Un nouveau drame endeuille Bunia, dans la province de l’Ituri. Dans la nuit du 13 au 14 avril, au quartier Bankoko, un militaire a abattu sa compagne, leur enfant et une voisine qui tentait de s’interposer, avant de retourner son arme contre lui. Selon la police, l’acte serait survenu sur fond de conflit conjugal lié à la jalousie. Les autorités appellent au calme et à la vigilance.
Quatre personnes ont péri dans une fusillade survenue au quartier Bankoko, à Bunia, chef-lieu de la province de l’Ituri. Le drame, impliquant un militaire, a été confirmé mardi 14 avril 2026 par le commandant du commissariat urbain de la Police nationale congolaise (PNC/Bunia), le commissaire supérieur Gérard Abeli Mwangu, dans un entretien accordé à l’Agence congolaise de presse (ACP).
Selon ses déclarations, les faits se sont produits dans la nuit de lundi à mardi, aux alentours de 21 heures. Un soldat de deuxième classe, identifié comme Makiese Guylain, membre de l’unité Eglon basée à Mandro, dans le territoire de Djugu, aurait ouvert le feu à l’issue d’un différend conjugal motivé par la jalousie.

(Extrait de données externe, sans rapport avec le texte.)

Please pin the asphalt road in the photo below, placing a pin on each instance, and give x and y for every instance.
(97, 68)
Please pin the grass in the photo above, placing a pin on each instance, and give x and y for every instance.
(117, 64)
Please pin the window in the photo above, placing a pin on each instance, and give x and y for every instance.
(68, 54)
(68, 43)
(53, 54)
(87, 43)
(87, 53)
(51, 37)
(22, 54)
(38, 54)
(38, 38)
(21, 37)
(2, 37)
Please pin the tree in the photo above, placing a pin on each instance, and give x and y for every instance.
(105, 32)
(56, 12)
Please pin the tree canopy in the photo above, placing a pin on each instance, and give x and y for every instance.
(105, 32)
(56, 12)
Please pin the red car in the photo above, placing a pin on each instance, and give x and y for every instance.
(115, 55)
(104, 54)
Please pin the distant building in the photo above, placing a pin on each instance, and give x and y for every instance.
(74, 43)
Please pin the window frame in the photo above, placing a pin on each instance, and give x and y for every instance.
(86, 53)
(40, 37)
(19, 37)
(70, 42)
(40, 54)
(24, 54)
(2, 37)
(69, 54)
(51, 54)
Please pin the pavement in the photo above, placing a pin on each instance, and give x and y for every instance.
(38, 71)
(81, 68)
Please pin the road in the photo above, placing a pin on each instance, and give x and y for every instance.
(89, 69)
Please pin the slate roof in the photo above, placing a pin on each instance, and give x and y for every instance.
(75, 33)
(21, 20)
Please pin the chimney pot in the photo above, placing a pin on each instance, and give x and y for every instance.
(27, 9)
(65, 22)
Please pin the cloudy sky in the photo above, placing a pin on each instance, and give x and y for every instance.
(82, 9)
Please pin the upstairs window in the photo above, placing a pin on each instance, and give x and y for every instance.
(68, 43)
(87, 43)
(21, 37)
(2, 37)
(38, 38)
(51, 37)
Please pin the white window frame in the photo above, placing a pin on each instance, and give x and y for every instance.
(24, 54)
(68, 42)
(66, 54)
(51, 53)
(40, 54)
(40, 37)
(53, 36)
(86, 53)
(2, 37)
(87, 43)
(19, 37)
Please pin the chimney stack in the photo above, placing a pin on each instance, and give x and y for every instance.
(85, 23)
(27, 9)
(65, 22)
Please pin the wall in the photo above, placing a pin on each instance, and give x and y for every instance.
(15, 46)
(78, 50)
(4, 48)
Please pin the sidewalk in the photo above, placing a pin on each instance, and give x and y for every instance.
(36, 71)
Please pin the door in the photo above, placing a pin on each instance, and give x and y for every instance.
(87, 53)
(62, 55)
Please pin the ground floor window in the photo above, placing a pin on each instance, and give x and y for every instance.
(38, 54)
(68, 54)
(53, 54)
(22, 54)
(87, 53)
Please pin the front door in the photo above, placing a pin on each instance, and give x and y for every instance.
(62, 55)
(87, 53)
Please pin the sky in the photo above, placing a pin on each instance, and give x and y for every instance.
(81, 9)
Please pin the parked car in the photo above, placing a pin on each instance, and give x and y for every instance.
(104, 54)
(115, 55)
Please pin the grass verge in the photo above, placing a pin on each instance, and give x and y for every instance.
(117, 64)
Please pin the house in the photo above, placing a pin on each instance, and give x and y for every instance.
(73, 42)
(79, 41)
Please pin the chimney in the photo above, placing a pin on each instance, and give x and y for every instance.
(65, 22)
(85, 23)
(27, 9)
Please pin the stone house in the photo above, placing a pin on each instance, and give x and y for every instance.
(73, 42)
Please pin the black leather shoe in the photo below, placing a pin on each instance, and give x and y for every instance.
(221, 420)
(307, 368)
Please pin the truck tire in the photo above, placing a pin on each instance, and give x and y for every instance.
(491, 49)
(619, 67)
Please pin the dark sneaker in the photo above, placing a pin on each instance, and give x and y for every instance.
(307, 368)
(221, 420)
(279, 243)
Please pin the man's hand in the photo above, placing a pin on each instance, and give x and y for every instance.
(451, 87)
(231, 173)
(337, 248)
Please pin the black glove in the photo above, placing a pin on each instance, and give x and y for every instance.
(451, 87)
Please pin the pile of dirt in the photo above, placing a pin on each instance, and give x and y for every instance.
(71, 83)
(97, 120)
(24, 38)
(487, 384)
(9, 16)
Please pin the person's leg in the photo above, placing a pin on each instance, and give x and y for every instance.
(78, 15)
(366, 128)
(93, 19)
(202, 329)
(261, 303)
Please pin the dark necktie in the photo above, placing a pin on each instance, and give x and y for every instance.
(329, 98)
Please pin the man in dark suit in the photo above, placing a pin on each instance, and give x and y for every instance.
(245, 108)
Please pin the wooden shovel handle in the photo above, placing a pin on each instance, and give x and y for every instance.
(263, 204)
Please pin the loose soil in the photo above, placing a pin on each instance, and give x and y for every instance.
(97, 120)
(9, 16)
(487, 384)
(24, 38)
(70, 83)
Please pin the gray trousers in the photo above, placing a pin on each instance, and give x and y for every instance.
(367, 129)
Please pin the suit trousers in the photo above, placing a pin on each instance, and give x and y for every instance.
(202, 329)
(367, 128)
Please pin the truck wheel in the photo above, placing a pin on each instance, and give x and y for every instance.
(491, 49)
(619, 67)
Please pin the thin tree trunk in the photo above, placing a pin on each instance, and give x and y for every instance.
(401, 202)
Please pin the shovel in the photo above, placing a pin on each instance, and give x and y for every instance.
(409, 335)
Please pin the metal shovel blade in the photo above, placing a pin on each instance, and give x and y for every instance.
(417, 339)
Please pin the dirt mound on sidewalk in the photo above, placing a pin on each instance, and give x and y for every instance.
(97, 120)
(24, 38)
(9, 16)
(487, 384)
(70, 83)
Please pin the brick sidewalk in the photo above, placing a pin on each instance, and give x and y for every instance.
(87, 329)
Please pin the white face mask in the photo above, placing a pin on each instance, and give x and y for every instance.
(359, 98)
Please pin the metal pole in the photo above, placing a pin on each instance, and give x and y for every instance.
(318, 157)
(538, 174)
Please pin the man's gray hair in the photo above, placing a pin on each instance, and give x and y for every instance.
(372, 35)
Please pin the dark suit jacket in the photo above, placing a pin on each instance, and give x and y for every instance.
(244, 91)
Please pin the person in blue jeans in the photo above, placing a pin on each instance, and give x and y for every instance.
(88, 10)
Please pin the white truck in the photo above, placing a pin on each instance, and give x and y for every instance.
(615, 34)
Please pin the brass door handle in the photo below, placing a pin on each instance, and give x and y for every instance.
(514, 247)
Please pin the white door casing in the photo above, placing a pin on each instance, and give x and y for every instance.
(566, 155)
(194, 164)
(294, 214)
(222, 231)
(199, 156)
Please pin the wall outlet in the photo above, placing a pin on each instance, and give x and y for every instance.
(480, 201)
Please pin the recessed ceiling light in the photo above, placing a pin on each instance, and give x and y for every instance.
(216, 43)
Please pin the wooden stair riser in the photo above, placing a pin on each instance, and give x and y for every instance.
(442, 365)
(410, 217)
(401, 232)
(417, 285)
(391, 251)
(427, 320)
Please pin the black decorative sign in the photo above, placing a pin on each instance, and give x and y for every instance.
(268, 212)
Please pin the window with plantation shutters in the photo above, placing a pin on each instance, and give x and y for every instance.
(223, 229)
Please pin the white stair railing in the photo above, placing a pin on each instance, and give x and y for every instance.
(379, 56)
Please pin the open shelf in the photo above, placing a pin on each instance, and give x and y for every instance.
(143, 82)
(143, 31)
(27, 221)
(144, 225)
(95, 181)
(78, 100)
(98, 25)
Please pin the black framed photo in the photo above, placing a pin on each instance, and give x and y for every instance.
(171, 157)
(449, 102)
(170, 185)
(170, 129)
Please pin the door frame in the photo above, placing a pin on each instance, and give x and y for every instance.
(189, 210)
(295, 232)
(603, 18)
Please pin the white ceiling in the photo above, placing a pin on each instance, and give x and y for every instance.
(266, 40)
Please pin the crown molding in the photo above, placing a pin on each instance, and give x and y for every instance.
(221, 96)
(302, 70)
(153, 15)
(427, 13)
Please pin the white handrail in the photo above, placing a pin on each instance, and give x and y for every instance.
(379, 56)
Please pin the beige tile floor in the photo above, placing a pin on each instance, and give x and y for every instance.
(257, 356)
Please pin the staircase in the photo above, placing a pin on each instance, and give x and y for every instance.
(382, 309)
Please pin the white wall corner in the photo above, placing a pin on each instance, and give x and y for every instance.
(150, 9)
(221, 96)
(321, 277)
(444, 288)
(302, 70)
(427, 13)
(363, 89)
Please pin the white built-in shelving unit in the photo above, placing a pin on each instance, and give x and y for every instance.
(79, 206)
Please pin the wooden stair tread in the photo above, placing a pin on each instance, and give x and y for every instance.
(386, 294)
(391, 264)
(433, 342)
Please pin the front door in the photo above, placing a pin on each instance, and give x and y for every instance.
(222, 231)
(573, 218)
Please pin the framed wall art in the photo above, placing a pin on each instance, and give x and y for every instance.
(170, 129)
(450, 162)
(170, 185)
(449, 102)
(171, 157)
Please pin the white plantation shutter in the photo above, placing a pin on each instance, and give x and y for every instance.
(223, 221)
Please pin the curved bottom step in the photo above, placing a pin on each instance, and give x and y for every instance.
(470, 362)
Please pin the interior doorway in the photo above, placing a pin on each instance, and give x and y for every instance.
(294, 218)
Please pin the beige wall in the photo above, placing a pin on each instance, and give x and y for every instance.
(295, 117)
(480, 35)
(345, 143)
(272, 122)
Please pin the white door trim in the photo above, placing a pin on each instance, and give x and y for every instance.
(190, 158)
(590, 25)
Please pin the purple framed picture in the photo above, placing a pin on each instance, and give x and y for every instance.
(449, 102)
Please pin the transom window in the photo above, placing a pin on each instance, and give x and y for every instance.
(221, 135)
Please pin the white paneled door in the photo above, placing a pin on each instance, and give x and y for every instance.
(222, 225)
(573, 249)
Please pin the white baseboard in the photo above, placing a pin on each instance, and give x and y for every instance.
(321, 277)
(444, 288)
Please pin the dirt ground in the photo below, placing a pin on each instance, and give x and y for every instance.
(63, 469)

Un drame familial aux conséquences tragiques
D’après les premiers éléments, le militaire aurait d’abord abattu sa concubine, Sarah, âgée de 32 ans, avant de tirer sur leur enfant, Daniel Lofombo Bolengue, âgé d’environ 11 ans. Une voisine, Louise Dehade, 42 ans, intervenue pour tenter d’apaiser la situation, a également été mortellement atteinte.
Après ces tirs, le soldat, par ailleurs blessé de guerre, se serait donné la mort avec son arme. Au total, quatre corps sans vie ont été découverts sur les lieux.
Appel au calme et à la vigilance
Les dépouilles ont été transférées à la morgue de l’Hôpital général de référence de Bunia, en attendant les dispositions liées à leur inhumation. Les autorités locales ont appelé les habitants de Bankoko et, au-delà, l’ensemble de la population de Bunia au calme, assurant que la situation est suivie avec attention.
Le commissaire Gérard Abeli Mwangu a par ailleurs exhorté les jeunes à éviter les comportements à risque, notamment la consommation de drogues et d’alcool, souvent à l’origine de violences. Il a insisté sur la nécessité de renforcer la vigilance collective face aux dérives sécuritaires.